You look _exactly_ like a young Anna Nicole Smith (not an insult).










A girl once told me I looked like Christina Ricci. I look nothing like her, plus I don't have a large forehead or a heart-shaped face. I don't really look like any celebrity.


----------



## lisbeth (May 18, 2012)

tbyrfan said:


> You look _exactly_ like a young Anna Nicole Smith (not an insult).
> 
> 
> 
> ...


"Not an insult", and you post that picture? Jeez, that's the highest compliment you could have given me. Thank you, I wish that was true. I would love to have a face like that. She has a much better nose (I have a wide/fat nose), much bigger eyes, more proportional forehead, more feminine jawline, higher symmetry and better proportions in general. The one resemblance I can see is the very prominent chin. I'm embarrassed by this post because it's not normal at all to pick apart faces into components like this, but I'm sure it's a mental habit that a lot of people here will share.
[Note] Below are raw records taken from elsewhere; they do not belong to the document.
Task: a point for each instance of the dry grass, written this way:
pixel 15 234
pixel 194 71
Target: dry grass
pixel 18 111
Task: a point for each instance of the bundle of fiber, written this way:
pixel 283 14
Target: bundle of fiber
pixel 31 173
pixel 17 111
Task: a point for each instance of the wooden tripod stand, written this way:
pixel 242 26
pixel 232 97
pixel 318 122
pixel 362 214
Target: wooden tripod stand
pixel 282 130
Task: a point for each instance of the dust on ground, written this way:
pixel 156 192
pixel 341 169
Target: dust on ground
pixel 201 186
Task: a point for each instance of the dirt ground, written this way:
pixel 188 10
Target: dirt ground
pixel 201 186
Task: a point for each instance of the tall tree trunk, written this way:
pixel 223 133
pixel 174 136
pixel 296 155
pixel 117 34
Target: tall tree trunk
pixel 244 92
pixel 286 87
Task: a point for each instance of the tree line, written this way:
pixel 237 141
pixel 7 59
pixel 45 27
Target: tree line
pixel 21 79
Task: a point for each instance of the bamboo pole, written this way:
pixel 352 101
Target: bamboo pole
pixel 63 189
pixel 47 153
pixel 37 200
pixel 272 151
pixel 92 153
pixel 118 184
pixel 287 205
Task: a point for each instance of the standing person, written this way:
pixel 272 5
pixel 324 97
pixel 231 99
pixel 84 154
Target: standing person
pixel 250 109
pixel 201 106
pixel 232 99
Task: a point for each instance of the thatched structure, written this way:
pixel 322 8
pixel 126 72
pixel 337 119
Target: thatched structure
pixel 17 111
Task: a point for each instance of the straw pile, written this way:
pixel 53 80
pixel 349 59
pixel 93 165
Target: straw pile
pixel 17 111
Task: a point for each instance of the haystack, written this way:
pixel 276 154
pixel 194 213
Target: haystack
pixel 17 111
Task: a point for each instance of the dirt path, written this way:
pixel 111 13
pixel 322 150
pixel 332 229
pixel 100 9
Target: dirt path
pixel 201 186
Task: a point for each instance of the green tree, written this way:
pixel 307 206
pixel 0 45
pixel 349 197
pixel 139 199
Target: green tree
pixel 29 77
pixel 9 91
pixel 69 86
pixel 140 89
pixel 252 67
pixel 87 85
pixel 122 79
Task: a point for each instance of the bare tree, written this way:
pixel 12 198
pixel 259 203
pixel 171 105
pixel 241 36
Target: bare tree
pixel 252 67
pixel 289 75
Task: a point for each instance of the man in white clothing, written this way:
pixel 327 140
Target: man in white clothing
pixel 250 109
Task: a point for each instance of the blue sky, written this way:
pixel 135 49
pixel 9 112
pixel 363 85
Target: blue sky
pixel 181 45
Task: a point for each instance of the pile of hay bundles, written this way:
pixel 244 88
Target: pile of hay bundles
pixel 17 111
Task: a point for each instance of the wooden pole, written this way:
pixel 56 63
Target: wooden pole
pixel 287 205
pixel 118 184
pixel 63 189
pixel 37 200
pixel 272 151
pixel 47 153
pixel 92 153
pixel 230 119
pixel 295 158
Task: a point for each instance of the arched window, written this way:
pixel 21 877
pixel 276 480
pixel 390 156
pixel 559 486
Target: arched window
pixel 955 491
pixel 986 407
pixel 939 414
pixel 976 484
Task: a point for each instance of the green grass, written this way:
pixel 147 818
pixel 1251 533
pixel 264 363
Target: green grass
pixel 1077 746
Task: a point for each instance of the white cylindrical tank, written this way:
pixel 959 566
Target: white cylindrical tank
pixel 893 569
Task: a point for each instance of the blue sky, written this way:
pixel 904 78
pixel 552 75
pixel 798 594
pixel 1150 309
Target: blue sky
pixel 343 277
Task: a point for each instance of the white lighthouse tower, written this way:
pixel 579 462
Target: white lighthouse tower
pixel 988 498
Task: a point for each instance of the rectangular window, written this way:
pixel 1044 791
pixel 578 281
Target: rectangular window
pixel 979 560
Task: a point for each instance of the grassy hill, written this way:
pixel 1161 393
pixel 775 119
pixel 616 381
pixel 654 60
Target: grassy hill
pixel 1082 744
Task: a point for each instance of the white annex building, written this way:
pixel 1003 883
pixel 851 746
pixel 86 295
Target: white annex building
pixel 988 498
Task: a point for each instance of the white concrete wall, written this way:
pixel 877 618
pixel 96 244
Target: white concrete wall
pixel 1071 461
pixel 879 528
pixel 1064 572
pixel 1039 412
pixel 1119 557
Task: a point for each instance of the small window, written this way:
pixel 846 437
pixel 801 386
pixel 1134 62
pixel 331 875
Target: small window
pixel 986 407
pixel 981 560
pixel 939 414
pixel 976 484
I've only seen a couple of pictures of you on here, but I would say Anne Hathaway. You have eyes like hers and a similar mouth.


----------



## ConfusedMuse (Jan 26, 2011)

Two people have said I look like Sara Gilbert. I wish they hadn't said it. I think it's my hair.


----------



## Nekomata (Feb 3, 2012)

I voted no. Although a couple people comment that I look like Samara from The Ring. I don't get it.


----------



## monotonous (Feb 1, 2013)

impefect cell


----------



## Sinatra (Mar 13, 2013)

No.
Although my dad said I look like Bruce Lee during one of his drunken episodes.


----------



## orsomething (Feb 14, 2014)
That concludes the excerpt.